A superhero show with infinite ambition
Comics legend MARK MILLAR on his new Netflix series Jupiter’s Legacy — which he claims will out-epic Marvel
MARK MILLAR KNOWS a thing or ten about superheroes. This is the man who, when writing for Marvel, reinvented the Avengers as the Ultimates, pitted Iron Man against Captain America in Civil War and reinvented Wolverine as an elegiac Western hero in Old Man Logan,
all of which proved hugely influential on big-screen adaptations. For DC, he gave Superman a Communist makeover in Red Son.
And under his own auspices at Millarworld, he’s been busy reworking and subverting tropes of the genre in the likes of Kick-ass.
So, when he says that Jupiter’s Legacy, the first Netflix adaptation of one of his creations since he sold Millarworld to the streaming giant in 2017, is “the most ambitious superhero project ever”, you sit up and take notice. Of course, the impish Millar is one of the comics industry’s great showmen, never passing up a chance to talk up his work. In a way, he’s the John Lewis of comics — never knowingly undersold. But he is also well aware of the expectations that can be created by saying things like, “Let’s not beat around the bush, let’s just try and do the greatest superhero epic of all time,” and, “My idea was to create Lord Of The Rings for superheroes.” Now it’s time to back that up.

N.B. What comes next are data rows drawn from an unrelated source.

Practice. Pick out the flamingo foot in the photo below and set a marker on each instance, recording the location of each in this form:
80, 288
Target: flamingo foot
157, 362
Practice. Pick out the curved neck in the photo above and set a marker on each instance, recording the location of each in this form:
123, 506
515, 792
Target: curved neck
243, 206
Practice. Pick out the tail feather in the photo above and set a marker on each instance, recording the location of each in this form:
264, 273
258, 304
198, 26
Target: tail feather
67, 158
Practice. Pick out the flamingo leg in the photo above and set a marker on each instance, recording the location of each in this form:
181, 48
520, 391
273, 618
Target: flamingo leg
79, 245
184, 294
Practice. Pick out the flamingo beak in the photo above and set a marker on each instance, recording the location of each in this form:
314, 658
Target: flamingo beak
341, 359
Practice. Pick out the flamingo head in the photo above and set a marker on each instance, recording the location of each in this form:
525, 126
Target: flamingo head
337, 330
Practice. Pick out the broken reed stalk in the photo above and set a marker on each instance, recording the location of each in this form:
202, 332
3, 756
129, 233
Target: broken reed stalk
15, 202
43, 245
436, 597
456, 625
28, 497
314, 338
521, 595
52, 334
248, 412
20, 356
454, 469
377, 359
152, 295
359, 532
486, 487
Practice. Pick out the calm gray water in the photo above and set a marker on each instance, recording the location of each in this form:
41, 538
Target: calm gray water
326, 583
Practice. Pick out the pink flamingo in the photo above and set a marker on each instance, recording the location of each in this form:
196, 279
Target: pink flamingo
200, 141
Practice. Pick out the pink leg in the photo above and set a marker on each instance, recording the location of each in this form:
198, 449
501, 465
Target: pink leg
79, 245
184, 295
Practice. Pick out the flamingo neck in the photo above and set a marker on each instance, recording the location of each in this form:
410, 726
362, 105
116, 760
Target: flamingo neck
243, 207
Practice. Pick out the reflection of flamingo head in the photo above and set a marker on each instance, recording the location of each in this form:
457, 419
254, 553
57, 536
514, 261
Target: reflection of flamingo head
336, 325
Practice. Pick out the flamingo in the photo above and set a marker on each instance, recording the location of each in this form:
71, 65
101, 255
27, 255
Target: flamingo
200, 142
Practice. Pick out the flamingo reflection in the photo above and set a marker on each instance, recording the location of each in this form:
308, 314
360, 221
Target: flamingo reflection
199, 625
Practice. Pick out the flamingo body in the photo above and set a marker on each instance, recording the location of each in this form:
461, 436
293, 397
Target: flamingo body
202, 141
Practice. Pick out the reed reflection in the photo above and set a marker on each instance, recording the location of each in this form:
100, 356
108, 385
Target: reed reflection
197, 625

Jupiter’s Legacy, the comic and the show, tells the story of a group of superpowered beings (led in the show by Josh Duhamel, Ben Daniels and Leslie Bibb), now in their twilight years, and their superpowered offspring, who are challenged in every possible way as they try to live up to their parents’ legacy. Flitting between time periods (so Duhamel and co won’t always be in old-age make-up), it’s not as drenched in irony as some of Millar’s previous work. This will still have plot twists ahoy, unexpected character deaths and plenty of the old ultra-violence, but Millar has approached it from a very different point of view. “You couldn’t just do the thing about bank robbers and a supervillain getting powers,” he says. “It’s a 50-year story self-contained inside one franchise. It’s got a cast of 50 or 60 super-characters. The
story starts in 1929 and runs until the end of time. It runs through all time and space and explains the mystery of human existence, all tied into a superhero story.”

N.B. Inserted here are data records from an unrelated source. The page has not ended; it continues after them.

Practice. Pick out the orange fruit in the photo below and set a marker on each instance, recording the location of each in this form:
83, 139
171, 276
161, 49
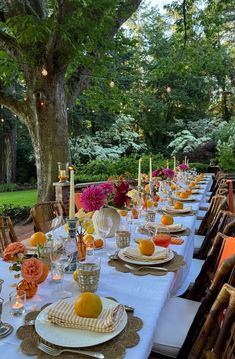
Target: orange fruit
183, 195
156, 198
123, 212
90, 229
167, 220
38, 238
146, 247
44, 273
88, 305
178, 205
98, 243
88, 238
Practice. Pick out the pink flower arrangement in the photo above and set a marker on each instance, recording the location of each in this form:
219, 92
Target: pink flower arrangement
14, 251
112, 193
32, 269
163, 174
183, 167
93, 198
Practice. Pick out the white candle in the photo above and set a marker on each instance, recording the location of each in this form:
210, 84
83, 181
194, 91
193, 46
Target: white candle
71, 198
174, 162
139, 173
150, 170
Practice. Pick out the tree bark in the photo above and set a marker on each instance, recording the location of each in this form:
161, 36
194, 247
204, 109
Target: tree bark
49, 133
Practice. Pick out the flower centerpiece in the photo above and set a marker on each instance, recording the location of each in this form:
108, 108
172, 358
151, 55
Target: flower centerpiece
104, 199
31, 269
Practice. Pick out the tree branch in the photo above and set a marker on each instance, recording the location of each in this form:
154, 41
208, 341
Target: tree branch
81, 76
19, 108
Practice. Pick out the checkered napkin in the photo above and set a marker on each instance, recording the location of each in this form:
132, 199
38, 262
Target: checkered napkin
133, 253
63, 314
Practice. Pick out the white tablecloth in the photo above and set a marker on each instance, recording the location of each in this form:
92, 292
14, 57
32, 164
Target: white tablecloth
147, 294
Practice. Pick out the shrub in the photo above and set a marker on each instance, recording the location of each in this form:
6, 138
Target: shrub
17, 213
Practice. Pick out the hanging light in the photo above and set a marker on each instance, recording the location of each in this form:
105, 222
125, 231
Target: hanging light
44, 72
112, 83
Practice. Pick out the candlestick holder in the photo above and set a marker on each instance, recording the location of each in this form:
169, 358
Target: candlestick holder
72, 226
151, 194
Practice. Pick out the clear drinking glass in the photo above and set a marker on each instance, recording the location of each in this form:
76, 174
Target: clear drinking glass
61, 254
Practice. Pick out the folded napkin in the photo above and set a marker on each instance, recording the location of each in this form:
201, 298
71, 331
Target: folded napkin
133, 253
63, 314
173, 210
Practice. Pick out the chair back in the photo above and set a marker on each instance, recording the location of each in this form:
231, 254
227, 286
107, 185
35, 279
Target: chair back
225, 274
7, 233
47, 216
216, 337
218, 203
223, 222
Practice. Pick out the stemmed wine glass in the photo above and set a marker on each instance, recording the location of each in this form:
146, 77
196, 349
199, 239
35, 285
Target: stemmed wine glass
5, 328
61, 255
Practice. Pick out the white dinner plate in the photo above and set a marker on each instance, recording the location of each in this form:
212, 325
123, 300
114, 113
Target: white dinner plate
133, 261
188, 199
71, 337
171, 209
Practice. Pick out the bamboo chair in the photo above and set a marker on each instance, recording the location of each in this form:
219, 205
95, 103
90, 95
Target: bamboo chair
177, 311
7, 233
218, 203
216, 340
224, 222
209, 269
47, 216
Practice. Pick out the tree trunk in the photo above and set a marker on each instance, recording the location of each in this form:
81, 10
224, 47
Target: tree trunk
49, 133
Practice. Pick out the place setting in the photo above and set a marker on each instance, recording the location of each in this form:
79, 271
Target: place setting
81, 327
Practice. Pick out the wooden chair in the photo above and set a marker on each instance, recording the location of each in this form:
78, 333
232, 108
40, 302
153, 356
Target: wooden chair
7, 233
224, 222
47, 216
209, 269
218, 203
181, 320
216, 339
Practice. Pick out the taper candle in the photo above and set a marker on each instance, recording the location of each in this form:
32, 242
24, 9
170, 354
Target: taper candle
139, 173
150, 170
71, 197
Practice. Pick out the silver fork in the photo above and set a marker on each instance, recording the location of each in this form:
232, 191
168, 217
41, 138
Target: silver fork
56, 352
144, 267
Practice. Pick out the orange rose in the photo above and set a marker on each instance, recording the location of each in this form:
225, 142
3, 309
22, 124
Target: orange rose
32, 269
12, 251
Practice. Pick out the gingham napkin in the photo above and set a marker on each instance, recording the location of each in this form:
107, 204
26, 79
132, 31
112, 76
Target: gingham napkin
134, 253
63, 314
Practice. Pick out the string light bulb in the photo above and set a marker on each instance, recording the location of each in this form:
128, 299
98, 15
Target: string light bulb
44, 72
112, 83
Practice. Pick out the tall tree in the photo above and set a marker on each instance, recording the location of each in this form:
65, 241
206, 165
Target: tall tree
51, 48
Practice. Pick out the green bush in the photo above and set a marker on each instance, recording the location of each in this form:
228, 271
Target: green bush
17, 213
200, 167
226, 159
8, 187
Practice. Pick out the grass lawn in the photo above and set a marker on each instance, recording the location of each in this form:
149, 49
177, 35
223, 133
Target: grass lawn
22, 198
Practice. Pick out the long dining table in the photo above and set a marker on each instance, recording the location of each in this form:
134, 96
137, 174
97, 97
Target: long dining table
147, 294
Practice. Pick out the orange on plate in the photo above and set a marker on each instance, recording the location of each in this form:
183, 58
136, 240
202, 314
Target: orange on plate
167, 220
146, 247
98, 243
178, 205
88, 305
38, 238
183, 195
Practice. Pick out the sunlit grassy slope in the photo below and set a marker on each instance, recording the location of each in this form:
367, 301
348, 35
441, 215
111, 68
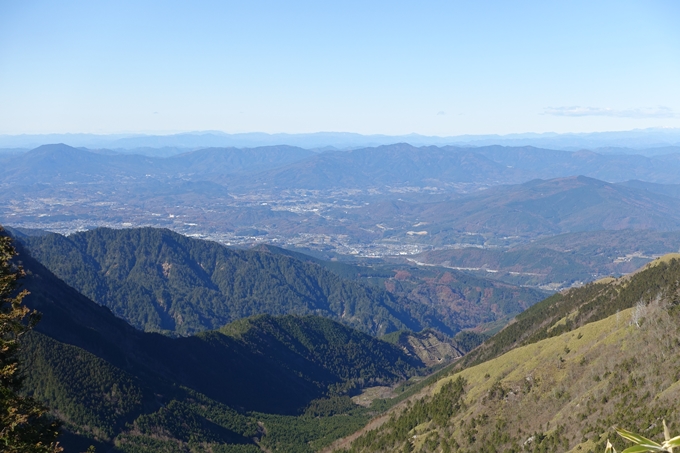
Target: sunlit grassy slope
564, 393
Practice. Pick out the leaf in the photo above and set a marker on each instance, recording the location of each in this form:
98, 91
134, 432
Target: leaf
641, 441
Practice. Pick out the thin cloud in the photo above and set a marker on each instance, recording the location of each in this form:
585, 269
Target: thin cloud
659, 112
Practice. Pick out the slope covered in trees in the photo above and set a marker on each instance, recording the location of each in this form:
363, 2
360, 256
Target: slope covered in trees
165, 282
264, 379
559, 379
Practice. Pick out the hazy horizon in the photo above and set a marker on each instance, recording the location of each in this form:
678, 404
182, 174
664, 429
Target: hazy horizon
434, 69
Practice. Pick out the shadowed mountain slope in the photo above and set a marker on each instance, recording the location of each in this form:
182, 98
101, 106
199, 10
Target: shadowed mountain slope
162, 281
569, 370
113, 384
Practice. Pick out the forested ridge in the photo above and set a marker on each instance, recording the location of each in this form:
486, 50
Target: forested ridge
281, 382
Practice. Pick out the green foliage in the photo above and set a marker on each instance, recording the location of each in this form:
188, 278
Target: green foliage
161, 281
579, 306
25, 426
433, 411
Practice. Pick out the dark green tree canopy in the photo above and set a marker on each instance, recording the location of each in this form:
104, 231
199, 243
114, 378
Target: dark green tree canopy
24, 424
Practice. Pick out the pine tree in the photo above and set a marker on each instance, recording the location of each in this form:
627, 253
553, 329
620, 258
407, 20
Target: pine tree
25, 425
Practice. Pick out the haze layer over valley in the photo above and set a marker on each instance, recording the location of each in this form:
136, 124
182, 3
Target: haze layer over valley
497, 211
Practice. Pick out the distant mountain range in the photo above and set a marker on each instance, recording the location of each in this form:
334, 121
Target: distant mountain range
285, 167
107, 380
562, 377
622, 140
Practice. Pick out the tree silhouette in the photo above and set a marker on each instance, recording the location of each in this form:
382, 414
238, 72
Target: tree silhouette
25, 425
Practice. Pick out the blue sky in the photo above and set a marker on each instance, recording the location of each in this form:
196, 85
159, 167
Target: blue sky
381, 67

Netflix, we all know, has rivers of cash, but does it have enough to support such a grandiose vision? “That’s what’s really great,” says Millar. “Right now, there is nobody with more money than Netflix, which from a storyteller’s point of view is the most exciting thing in the world. There hasn’t been one conversation where someone said, ‘Can we make that explosion slightly smaller?’ Ambitious ideas are being rewarded.”

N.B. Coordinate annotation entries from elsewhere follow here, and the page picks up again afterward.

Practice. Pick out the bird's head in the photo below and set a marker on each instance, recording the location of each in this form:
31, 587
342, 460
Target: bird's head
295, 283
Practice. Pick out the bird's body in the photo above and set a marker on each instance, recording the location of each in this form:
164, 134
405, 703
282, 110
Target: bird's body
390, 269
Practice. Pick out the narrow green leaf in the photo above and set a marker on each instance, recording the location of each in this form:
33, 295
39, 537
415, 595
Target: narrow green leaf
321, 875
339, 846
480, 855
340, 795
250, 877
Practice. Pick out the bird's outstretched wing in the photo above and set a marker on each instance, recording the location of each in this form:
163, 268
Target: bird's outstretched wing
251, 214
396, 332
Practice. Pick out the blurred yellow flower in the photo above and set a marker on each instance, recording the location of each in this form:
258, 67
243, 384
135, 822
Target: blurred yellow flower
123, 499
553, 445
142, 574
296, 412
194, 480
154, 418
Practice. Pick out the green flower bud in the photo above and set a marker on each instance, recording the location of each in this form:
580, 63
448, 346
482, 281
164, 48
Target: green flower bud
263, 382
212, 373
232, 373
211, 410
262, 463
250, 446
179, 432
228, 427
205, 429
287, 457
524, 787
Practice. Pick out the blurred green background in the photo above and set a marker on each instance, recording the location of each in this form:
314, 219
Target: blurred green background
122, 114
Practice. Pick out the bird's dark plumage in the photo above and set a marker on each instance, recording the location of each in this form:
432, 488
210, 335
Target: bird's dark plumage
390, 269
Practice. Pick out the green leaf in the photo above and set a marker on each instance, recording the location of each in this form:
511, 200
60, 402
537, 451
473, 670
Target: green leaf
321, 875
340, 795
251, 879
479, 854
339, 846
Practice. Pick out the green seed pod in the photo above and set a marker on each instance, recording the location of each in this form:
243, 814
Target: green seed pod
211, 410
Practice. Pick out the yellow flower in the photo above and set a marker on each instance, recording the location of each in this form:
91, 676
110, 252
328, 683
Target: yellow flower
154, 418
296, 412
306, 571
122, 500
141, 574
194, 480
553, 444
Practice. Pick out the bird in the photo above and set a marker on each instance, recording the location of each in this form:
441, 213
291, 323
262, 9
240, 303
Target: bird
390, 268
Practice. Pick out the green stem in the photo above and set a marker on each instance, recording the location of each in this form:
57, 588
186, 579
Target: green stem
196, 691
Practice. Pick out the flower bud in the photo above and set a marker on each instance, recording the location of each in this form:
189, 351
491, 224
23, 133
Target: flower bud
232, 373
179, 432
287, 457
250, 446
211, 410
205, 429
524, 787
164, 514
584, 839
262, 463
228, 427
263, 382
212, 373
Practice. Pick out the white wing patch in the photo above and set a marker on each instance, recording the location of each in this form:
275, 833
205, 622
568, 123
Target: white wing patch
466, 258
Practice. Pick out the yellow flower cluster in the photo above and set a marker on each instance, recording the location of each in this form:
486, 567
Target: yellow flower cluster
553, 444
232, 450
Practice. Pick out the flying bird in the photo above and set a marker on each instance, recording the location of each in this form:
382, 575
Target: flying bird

Even so, Jupiter’s Legacy is about to launch into a marketplace that, after a fallow period, is crowded with superheroes, particularly on the small screen, with Disney+’s aggressive strategy of stringing MCU show after MCU show together. Millar, however, is confident that his creation can thrive within that marketplace, even if the brand-recognition factor isn’t as high as it would be with a Wandavision or a Loki.
“I think in a weird way we’re not going to have an issue with the crowded field that we would have had in normal circumstances,” he says. “Compared to a typical year, this feels like 2002. There’s almost no other superhero content out there. And the last big superhero thing was probably Avengers: Endgame, so just when viewers were saying there was oversaturation, now there’s starvation, which is the perfect time to come along with something really cool.” How cool, exactly, is it? “It’s part-2001, part-avengers, part-godfather II,” says Millar.
See what we mean about being never knowingly undersold?